Advertising Exports Champion James Murphy has called for the flow of creative talent into the country to continue, and praised the resilience of the industry in the face of ongoing Brexit uncertainty. Business Reporter Liam Kelly spoke to James at Cannes Lions 2019 and heard his thoughts on how British advertising can continue to thrive for the future. 

James Murphy (pictured left), who best known as the founder of advertising agency adam&eveDDB that was catapulted to prominence for its work on John Lewis’s iconic Christmas TV adverts, also said that British advertising and marketing firms “have to look beyond Europe” and tap into fast-growing markets in North America and the Far East.

In an interview on the fringes of the Cannes Lions festival of creativity, Murphy described future access to talent as the “biggest challenge” facing British media houses and that “if we get a sticky immigration process, it will retard our industry”.

He said that the government needed to “take an enlightened view on talent from overseas” because “the presence of overseas talent doesn’t take people’s jobs, it creates jobs”. Murphy pointed to the fact that pitching to large multinationals can take two months – a similar amount of time as a visa application.

Murphy also praised the industry for going from strength to strength in selling abroad. Recent figures from the Advertising Association showed that marketing services generated a £3.8bn balance of payments surplus in 2017, the biggest in Europe. The export of advertising services has nearly tripled in less than a decade, up from £2.4 billion in 2009.

British companies can continue to grow because of its unique geographical position and the strength of London as a global city, he added. “We would work with Sony and Samsung in the morning, Volkswagen in the afternoon and YouTube later,” Murphy said of his time running adam&eveDDB. “London has this vast reservoir of different and complementary skills,” he said.

Despite the Brexit ructions plaguing politicians at home, Murphy said that it had not been widely discussed at the festival and “our reputation hasn’t been so damaged that people are turning away”.

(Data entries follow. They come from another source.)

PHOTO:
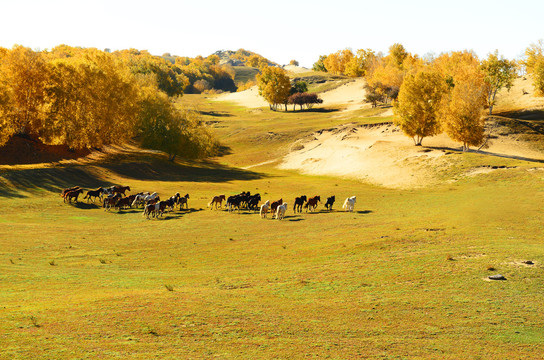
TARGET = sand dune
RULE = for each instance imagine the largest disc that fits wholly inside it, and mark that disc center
(382, 155)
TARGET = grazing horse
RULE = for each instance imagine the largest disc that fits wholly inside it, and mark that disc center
(72, 194)
(139, 198)
(298, 203)
(234, 201)
(264, 209)
(275, 205)
(280, 211)
(349, 204)
(217, 200)
(330, 202)
(183, 201)
(110, 201)
(94, 193)
(253, 201)
(124, 202)
(155, 210)
(65, 191)
(120, 189)
(311, 204)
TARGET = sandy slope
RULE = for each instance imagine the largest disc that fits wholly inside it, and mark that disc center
(384, 156)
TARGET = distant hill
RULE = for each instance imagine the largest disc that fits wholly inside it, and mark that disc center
(238, 57)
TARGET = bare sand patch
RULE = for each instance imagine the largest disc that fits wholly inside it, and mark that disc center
(381, 154)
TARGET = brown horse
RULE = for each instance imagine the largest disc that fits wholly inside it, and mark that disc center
(63, 193)
(72, 194)
(275, 205)
(311, 204)
(183, 201)
(120, 189)
(217, 200)
(298, 203)
(93, 193)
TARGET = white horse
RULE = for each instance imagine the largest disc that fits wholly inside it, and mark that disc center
(349, 204)
(280, 211)
(140, 199)
(265, 208)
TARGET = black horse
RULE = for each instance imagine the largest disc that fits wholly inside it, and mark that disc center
(299, 202)
(330, 201)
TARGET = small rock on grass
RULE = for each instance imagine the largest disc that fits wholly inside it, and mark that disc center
(496, 277)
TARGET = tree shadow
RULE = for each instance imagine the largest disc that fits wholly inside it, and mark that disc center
(451, 150)
(363, 212)
(86, 206)
(138, 167)
(164, 170)
(215, 113)
(52, 179)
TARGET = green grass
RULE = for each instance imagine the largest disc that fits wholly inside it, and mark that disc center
(376, 283)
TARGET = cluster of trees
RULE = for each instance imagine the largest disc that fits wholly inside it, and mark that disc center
(431, 95)
(275, 86)
(87, 98)
(450, 94)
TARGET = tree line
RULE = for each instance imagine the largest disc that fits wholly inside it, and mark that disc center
(275, 87)
(87, 98)
(434, 94)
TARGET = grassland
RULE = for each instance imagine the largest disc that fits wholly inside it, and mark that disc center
(403, 277)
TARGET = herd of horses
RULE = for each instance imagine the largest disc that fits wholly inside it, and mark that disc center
(114, 197)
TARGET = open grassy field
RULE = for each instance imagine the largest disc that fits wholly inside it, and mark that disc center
(402, 277)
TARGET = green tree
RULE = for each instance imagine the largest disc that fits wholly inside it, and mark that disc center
(499, 72)
(418, 105)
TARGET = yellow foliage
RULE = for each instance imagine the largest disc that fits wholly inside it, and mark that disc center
(419, 103)
(336, 63)
(274, 86)
(466, 99)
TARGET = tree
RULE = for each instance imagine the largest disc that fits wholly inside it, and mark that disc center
(300, 87)
(418, 105)
(304, 99)
(274, 85)
(91, 101)
(534, 63)
(359, 64)
(499, 73)
(336, 63)
(23, 78)
(466, 98)
(319, 65)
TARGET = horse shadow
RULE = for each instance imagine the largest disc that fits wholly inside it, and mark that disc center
(85, 205)
(363, 212)
(293, 218)
(189, 211)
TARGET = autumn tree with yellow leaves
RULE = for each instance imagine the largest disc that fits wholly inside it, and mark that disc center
(88, 98)
(462, 112)
(419, 104)
(499, 73)
(275, 86)
(534, 63)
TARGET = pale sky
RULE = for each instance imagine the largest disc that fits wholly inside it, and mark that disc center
(280, 30)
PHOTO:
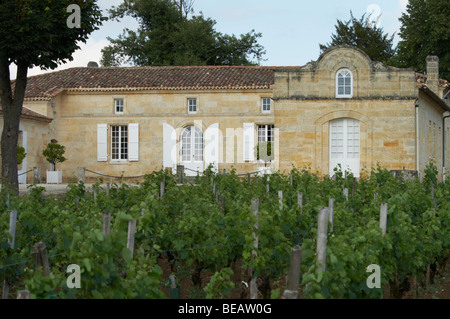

“We have to go through Brexit: what we need is a buccaneering Brexit, not a half-cocked one,” he said. “Whether you wanted it or not, we have to do it.”

He also praised the Department for International Trade, which has been spearheading the British efforts at Cannes, and said that “having government involvement lends credibility” to British advertisers. Murphy has met with senior delegations from China and South Korea this week.

However, he said that “we need so much more over the next two or three years so that it is not just London that bosses its way out of Brexit”.

Murphy, a former chairman of the Advertising Association, has also been visiting delegations in places such as Shanghai and Seoul in his capacity to help drum up interest in Britain’s marketing and advertising industries.